Tabagisme actif, passif et allergie
Le responsable de cette newsletter est un fervent partisan d'un monde sans fumeurs et ne rate jamais une occasion de dénoncer les méfaits du tabagisme actif et passif. Cela ne l'empêche pas pour autant de garder la tête froide et donc de rendre compte de données qui ne sont pas forcément aussi convaincantes qu'il le souhaiterait.
L'analyse de 196 études d'observation ayant examiné l'association entre l'exposition à la fumée et l'existence d'une rhinite allergique, d'une dermatite atopique ou d'une allergie alimentaire révèle l'absence d'association entre rhinite allergique et tabagisme actif et que l'association avec le tabagisme passif est très peu importante (risque relatif augmenté de 10% par rapport aux personnes non exposées). La dermatite atopique est associée à la fois au tabagisme actif et passif, mais ici encore le risque relatif est relativement modeste, respectivement + 21% et + 7%.
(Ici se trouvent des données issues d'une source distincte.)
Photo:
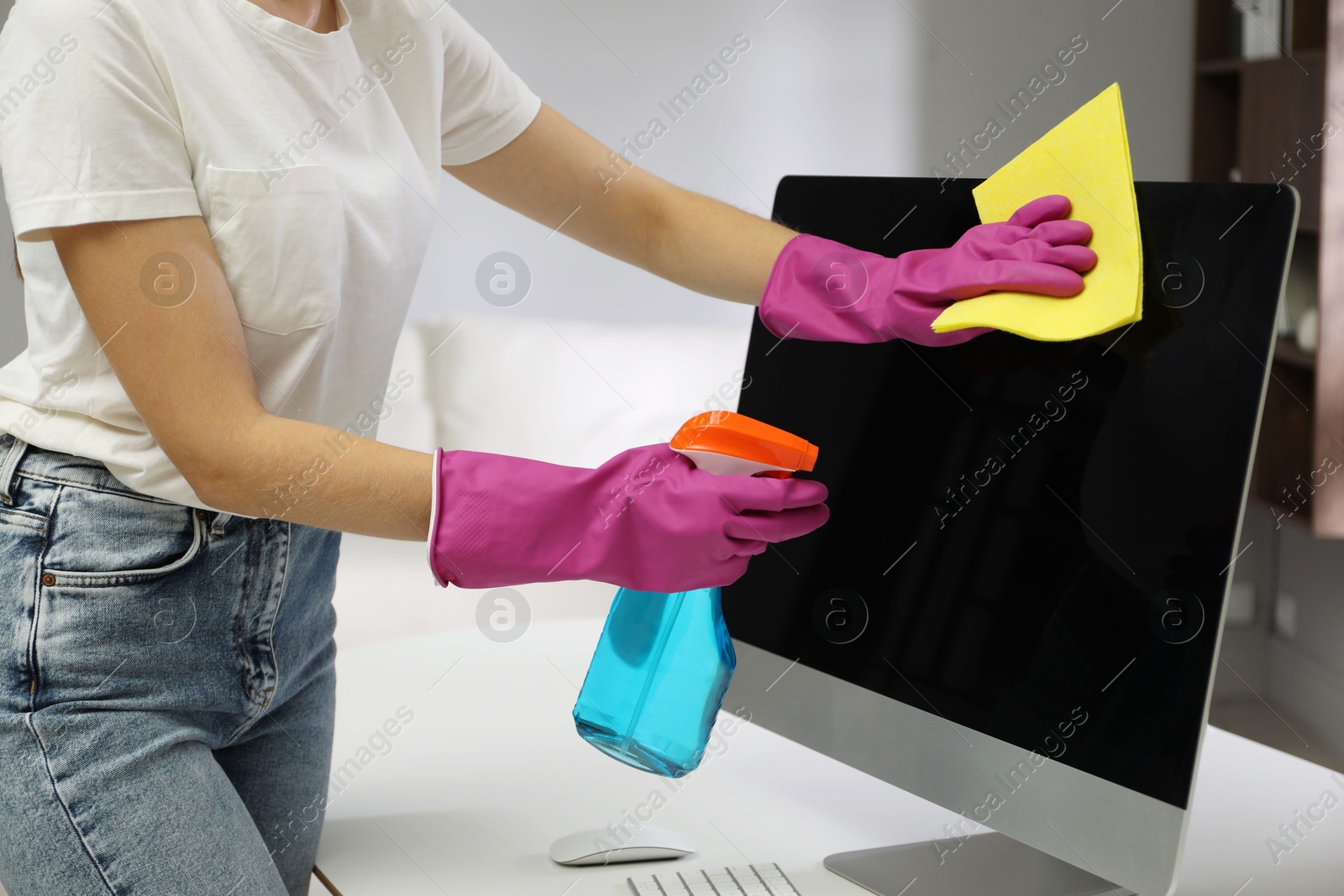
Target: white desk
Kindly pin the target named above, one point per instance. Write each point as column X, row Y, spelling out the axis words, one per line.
column 490, row 773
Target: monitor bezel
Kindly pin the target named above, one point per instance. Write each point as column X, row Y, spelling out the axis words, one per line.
column 1065, row 813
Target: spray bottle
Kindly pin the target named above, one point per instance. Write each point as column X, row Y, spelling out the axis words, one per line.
column 664, row 661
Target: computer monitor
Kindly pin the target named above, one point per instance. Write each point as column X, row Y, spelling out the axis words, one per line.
column 1016, row 605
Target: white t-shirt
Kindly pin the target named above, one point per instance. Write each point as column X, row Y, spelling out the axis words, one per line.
column 312, row 157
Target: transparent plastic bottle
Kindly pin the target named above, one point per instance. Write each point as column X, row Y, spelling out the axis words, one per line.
column 658, row 680
column 664, row 661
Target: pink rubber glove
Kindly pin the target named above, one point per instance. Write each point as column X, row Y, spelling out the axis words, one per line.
column 647, row 520
column 827, row 291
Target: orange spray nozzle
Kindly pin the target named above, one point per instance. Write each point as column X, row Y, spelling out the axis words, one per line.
column 726, row 443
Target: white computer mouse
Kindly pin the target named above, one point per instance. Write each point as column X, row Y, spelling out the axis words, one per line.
column 601, row 848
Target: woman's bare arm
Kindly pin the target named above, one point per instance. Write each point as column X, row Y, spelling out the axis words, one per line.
column 187, row 372
column 550, row 175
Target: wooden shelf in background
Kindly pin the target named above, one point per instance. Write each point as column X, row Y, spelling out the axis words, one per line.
column 1288, row 352
column 1328, row 516
column 1220, row 67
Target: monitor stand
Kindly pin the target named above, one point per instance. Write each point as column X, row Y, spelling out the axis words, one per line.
column 981, row 864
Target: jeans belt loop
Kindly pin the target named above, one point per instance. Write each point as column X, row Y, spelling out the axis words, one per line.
column 10, row 470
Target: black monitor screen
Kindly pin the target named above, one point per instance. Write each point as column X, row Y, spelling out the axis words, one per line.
column 1030, row 539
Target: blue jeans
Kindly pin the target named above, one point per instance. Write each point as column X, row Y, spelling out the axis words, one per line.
column 167, row 689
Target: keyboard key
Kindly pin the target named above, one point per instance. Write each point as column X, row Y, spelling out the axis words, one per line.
column 766, row 879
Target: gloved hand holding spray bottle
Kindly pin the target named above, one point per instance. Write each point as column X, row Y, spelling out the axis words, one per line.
column 664, row 661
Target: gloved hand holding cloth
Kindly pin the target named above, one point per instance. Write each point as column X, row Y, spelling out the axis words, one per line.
column 827, row 291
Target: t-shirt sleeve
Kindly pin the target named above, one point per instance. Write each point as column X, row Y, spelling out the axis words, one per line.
column 486, row 103
column 89, row 132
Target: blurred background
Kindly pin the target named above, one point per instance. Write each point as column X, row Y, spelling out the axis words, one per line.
column 1213, row 90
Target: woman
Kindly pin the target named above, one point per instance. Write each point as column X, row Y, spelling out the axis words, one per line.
column 222, row 207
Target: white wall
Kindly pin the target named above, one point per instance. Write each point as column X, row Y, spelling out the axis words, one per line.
column 983, row 51
column 826, row 87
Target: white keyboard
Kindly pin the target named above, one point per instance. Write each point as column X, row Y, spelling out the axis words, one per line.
column 739, row 880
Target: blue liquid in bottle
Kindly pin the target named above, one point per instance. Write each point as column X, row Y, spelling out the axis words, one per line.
column 658, row 680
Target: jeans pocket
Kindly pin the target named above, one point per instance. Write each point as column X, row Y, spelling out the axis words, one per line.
column 100, row 537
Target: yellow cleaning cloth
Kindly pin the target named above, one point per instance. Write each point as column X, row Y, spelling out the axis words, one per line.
column 1086, row 157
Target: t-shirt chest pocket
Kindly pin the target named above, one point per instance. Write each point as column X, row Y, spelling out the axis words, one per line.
column 280, row 235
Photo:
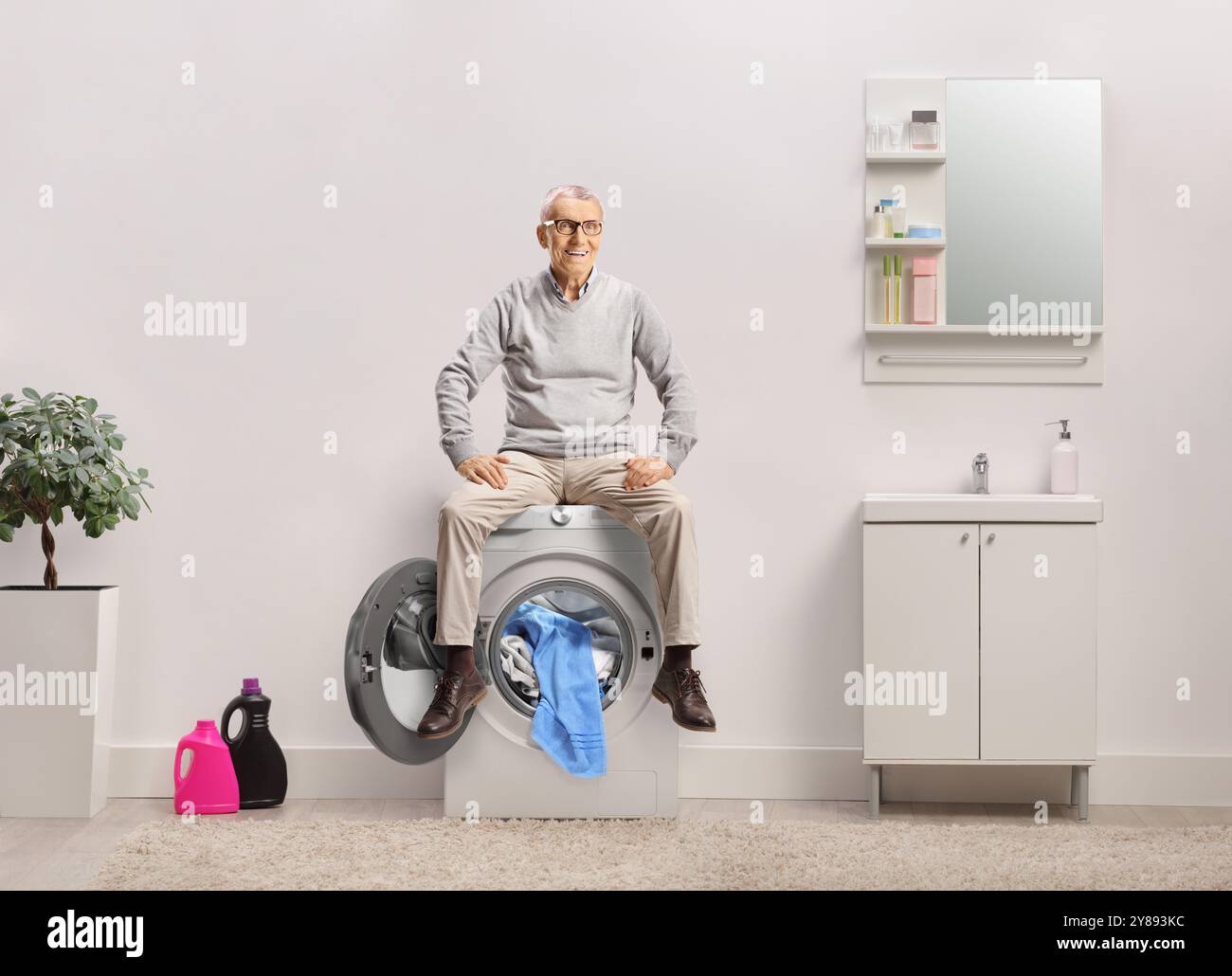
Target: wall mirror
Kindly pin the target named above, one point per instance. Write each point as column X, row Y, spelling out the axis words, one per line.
column 1023, row 196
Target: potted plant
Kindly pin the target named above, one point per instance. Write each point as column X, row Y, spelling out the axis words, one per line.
column 58, row 647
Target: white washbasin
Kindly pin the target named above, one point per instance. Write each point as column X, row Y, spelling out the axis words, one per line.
column 982, row 508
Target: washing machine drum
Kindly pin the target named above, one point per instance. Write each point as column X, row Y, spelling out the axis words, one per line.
column 392, row 664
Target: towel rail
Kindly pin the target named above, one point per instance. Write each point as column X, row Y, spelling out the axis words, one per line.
column 890, row 357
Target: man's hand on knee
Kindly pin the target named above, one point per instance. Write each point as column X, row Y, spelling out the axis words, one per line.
column 643, row 471
column 485, row 470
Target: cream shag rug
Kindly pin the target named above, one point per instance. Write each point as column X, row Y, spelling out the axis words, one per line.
column 661, row 853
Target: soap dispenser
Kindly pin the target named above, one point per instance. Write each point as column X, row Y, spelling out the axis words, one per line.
column 1064, row 461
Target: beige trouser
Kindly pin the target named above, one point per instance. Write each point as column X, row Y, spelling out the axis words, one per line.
column 658, row 513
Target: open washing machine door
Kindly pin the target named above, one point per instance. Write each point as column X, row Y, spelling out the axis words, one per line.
column 390, row 663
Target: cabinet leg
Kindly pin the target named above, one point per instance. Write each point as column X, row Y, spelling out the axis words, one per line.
column 1079, row 779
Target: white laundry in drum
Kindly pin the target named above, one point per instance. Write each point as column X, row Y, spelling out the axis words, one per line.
column 516, row 659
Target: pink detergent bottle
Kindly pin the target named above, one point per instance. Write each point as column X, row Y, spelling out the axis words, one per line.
column 209, row 786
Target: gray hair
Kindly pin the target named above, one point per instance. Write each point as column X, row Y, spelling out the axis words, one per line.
column 573, row 192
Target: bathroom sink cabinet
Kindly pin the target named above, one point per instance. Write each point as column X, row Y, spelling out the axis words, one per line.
column 980, row 646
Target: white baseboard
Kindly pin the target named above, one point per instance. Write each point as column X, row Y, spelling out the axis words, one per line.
column 747, row 771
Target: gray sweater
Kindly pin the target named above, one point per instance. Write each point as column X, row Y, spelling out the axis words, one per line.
column 570, row 375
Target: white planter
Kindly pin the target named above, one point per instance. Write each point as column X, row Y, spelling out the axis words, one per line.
column 57, row 660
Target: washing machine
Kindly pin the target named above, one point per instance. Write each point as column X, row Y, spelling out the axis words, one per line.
column 575, row 560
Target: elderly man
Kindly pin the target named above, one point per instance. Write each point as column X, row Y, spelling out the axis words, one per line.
column 567, row 337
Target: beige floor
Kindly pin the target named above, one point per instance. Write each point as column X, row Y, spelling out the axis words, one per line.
column 65, row 853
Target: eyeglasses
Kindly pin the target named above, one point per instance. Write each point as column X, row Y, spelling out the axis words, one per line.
column 565, row 228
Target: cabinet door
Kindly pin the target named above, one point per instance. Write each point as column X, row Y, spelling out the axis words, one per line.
column 1038, row 641
column 922, row 634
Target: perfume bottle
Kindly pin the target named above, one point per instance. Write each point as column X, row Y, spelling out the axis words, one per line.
column 925, row 132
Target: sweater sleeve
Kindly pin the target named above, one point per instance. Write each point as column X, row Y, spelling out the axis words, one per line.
column 666, row 371
column 459, row 382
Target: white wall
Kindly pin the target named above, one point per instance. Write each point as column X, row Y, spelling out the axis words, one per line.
column 213, row 192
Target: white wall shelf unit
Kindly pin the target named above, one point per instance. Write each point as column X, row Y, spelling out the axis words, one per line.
column 900, row 352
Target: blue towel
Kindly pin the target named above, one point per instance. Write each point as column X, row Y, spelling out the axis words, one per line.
column 570, row 717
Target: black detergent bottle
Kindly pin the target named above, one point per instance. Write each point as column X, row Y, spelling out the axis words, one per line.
column 260, row 766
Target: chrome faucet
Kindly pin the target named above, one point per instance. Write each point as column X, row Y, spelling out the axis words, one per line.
column 980, row 474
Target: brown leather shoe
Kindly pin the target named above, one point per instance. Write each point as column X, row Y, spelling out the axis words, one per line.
column 454, row 696
column 682, row 690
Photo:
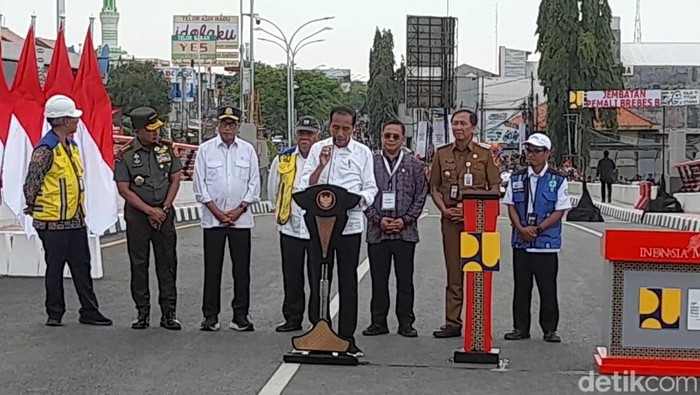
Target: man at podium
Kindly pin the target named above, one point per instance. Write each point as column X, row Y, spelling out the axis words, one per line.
column 342, row 161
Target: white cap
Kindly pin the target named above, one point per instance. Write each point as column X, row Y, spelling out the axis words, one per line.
column 539, row 140
column 60, row 106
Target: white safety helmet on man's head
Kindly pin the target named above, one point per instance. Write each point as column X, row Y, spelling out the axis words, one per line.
column 60, row 106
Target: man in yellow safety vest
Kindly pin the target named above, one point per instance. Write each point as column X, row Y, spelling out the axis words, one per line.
column 55, row 196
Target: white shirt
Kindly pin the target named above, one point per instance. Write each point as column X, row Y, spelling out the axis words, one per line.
column 563, row 200
column 350, row 167
column 295, row 227
column 227, row 176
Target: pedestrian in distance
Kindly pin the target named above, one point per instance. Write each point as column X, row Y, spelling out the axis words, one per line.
column 392, row 229
column 147, row 174
column 226, row 183
column 55, row 197
column 285, row 173
column 458, row 167
column 344, row 162
column 537, row 198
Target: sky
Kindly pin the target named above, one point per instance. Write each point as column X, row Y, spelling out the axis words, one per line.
column 146, row 25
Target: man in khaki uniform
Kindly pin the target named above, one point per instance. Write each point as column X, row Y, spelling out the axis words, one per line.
column 458, row 167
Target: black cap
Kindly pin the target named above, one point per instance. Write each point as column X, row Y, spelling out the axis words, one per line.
column 145, row 118
column 229, row 112
column 308, row 123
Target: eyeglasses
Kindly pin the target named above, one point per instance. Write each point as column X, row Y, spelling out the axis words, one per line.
column 392, row 136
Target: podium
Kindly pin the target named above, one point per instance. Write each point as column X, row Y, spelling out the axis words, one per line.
column 480, row 256
column 326, row 216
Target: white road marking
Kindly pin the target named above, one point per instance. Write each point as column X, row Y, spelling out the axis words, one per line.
column 585, row 229
column 286, row 371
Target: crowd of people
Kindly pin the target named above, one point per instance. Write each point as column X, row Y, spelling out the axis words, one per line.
column 392, row 187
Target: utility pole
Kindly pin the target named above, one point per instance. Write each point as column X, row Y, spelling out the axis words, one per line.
column 531, row 106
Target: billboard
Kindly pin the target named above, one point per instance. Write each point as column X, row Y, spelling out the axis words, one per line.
column 634, row 98
column 512, row 62
column 430, row 61
column 186, row 48
column 224, row 28
column 182, row 83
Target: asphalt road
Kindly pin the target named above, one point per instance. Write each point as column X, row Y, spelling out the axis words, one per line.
column 77, row 359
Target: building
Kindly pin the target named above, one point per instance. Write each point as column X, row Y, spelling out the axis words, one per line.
column 109, row 20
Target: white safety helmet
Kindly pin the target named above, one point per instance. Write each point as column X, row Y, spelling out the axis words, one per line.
column 60, row 106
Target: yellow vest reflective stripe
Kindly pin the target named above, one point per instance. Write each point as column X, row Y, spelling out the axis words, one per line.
column 61, row 192
column 287, row 170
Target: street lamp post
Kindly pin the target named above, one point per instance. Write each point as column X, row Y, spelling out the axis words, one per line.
column 291, row 51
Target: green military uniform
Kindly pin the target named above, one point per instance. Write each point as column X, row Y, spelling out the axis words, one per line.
column 148, row 169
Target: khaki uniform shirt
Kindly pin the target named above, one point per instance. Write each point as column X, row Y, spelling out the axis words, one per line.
column 450, row 164
column 147, row 170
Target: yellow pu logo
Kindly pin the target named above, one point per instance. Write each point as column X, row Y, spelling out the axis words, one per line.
column 659, row 308
column 480, row 252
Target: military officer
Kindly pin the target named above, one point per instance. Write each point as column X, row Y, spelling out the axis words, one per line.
column 147, row 173
column 458, row 167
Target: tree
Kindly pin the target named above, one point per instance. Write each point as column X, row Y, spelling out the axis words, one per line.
column 136, row 84
column 382, row 93
column 315, row 95
column 575, row 42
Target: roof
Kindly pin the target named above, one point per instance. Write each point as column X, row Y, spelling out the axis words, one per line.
column 660, row 54
column 626, row 120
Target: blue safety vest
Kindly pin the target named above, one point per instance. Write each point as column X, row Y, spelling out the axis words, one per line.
column 544, row 204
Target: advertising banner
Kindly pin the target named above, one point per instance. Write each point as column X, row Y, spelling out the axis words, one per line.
column 634, row 98
column 224, row 28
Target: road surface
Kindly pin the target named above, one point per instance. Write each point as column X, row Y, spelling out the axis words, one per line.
column 77, row 359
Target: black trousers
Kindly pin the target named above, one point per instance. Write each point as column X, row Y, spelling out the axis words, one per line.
column 61, row 247
column 140, row 235
column 606, row 187
column 239, row 242
column 347, row 256
column 295, row 257
column 380, row 257
column 543, row 267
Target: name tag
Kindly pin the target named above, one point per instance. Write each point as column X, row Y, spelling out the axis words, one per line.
column 468, row 180
column 388, row 201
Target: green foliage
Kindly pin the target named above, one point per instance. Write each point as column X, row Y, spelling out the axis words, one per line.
column 575, row 41
column 384, row 88
column 136, row 84
column 315, row 96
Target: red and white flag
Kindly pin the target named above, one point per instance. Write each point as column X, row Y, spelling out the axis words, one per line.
column 25, row 131
column 5, row 115
column 95, row 140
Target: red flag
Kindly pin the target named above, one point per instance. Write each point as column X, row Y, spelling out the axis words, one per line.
column 59, row 78
column 94, row 137
column 26, row 91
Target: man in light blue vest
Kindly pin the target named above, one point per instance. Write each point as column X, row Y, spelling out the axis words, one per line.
column 537, row 198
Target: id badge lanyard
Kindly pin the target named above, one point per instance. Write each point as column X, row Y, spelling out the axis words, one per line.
column 389, row 197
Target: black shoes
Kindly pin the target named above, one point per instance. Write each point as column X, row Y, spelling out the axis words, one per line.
column 94, row 318
column 53, row 322
column 446, row 332
column 552, row 337
column 516, row 334
column 142, row 322
column 169, row 321
column 375, row 330
column 241, row 324
column 210, row 324
column 288, row 327
column 406, row 330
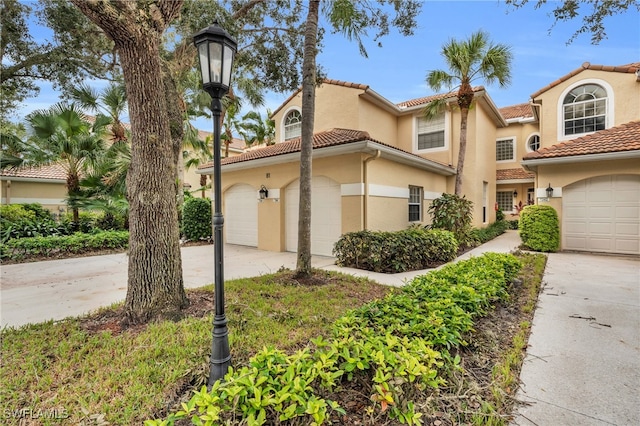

Les associations concernant la rhinite sont plus nettes pour les enfants et les adolescents, risque relatif augmenté de 40% pour le tabagisme actif et de 9% pour le tabagisme passif. Les augmentations respectives des risques relatifs pour la dermatite atopique sont de 36% et 6%. Le risque d'augmentation d'allergie alimentaire avec le tabagisme est limité à un seul type d'études et mérite d'être mieux élucidé.
Contrairement à ce que l'on pourrait penser, les liens entre tabagisme actif ou passif et affections allergiques autres que l'asthme ne sont donc pas aussi forts que l'on pensait. L'association est extrêmement faible chez les adultes et elle est modeste chez les enfants et les adolescents.
Les investigateurs eux-mêmes soulignent cependant les biais possibles de leur travail, en particulier une mauvaise évaluation de l'exposition et le caractère auto-déclaratif des affections allergiques. Par calcul, les investigateurs avancent que dans les pays où le tabagisme est très prévalent, environ un cas sur 7 à 8 de rhinite allergique ou de dermatite atopique pourrait être attribué au tabagisme actif des enfants et adolescents.
Souhaitons que même a priori peu alarmants, ces chiffres contribuent à empêcher la première bouffée et au recyclage des cendriers.